The United Nations Thursday announced a $65 million financial support in humanitarian response to Ethiopia's Tigray and Somali regions.UN humanitarian…

The United Nations Thursday announced a $65 million financial support in humanitarian response to Ethiopia’s Tigray and Somali regions.UN humanitarian chief Mark Lowcock said: “We need to scale up the humanitarian response in Ethiopia in support of the growing need in Tigray and other places”

Access to all those in need in Tigray remains a challenge, but aid workers are working with local authorities to overcome obstacles to secure help for those who need it and reaching previously inaccessible areas in the South-Eastern zone, he said.

Last week an inter-agency humanitarian convoy managed to reach Samre town, where it delivered emergency food aid and nutrition supplies and organized a mobile health clinic in the Samre hospital. 

These recent reports show the promise of improved access and underscore the urgency of additional funding to help people who were previously unreachable.

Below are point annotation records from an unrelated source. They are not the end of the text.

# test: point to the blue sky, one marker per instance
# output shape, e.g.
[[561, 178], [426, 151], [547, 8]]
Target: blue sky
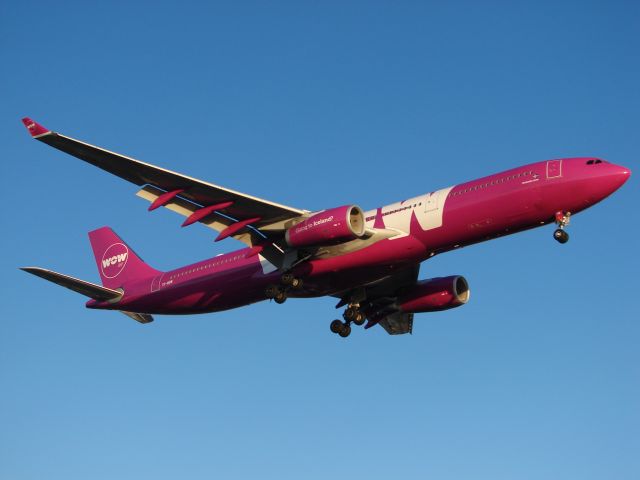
[[314, 105]]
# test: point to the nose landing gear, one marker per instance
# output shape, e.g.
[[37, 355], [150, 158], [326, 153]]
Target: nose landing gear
[[562, 220], [279, 293]]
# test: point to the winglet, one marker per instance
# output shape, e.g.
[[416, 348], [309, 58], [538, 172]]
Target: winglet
[[35, 129]]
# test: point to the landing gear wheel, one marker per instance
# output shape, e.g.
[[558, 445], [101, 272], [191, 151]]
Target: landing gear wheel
[[336, 326], [280, 297], [290, 280], [345, 330], [349, 314], [271, 291], [561, 236], [359, 319]]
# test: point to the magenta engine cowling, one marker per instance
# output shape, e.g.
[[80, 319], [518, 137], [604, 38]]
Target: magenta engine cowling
[[339, 224], [435, 294]]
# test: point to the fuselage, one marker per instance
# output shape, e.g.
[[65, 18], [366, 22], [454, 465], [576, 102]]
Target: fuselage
[[508, 202]]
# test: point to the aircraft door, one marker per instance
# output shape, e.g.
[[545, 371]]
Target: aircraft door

A total of $40 million will be dedicated to the aid operation in Tigray, where it will fund emergency shelter, clean water, health care, work to prevent and respond to cases of sexual and gender-based violence, and emergency telecommunications to support the humanitarian response.

The remaining $25 million will fund humanitarian operations in the rest of Ethiopia, including in response to drought in the Somali and Oromia regions. 

It will support the treatment of children with severe acute malnutrition and the rehabilitation of water systems, supply water to drought-affected communities, and enable humanitarian organizations to pre-position life-saving supplies.

The current humanitarian response throughout Ethiopia, including in Tigray, remains insufficient to meet the needs of all affected people. 

Additional funding is needed, alongside safe and unfettered humanitarian access, to ensure aid organizations and the Ethiopian government can scale up to the level needed, the OCHA report says.